Vai com o quadro lá para fora, está partido, agora sujo de sangue, vai lavá-lo na chuva fria que cai lá fora, ninguém vai sentir nada de diferente, enche a tigela de sopa à rapariga que morre de fome, dá moedas ao toxicodependente que apenas deseja que lhe desenhes mais uma dose, molha todas as caras, vai apagando o mundo, ninguém notará pela sua falta, afinal o mundo está sempre em constante mudança, apaga o desenho, desenha por cima, toda a gente diz que mudei e a culpa foi tua, estás sempre a desenhar-me formas em cima, vai pintor, de quadro encaixado no sovaco, como eu encaixo todos os livros de filosofia, vai pintor, que me deves uma, não percas tempo!
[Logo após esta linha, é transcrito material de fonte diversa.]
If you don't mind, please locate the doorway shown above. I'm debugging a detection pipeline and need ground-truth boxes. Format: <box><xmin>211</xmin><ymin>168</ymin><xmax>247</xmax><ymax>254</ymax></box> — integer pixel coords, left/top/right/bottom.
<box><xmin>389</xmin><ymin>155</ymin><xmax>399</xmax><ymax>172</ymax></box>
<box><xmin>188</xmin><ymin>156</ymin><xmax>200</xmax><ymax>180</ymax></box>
Desce a rua, aninhado com a tua obra, não olhes para o lado, podes ver algo perfeito e não convém, muda a tua obra, desaparece e reaparece sob a forma que desejarias, e, se desejares ser forma, jamais estarás sobre ela, serás servo dela, acorrentado às paixões, como cada homem que vai segurado ao barão do autocarro, uma tentativa árdua, por vezes nem tanto, de se manter equilibrado, enquanto não se ocupa de coisa nenhuma, calca cada paralelo do soalho, eu gosto de calcar alguns, penso no sabor que terão de tantos pés terem passado, serão estes só para calcar? Terão as ruas algo para nos dizer? É que quando vou sozinha a caminhar, certas ruas mudam o meu pensamento, este caminho idiossincrático das ideias deve ser despontado por algo e, muito sinceramente, creio que seja a minha acção física. Por isso, querido criador, vai dar um passeio, refrescar as ideias e espera que a tua inspiração venha, que a minha não está para breve.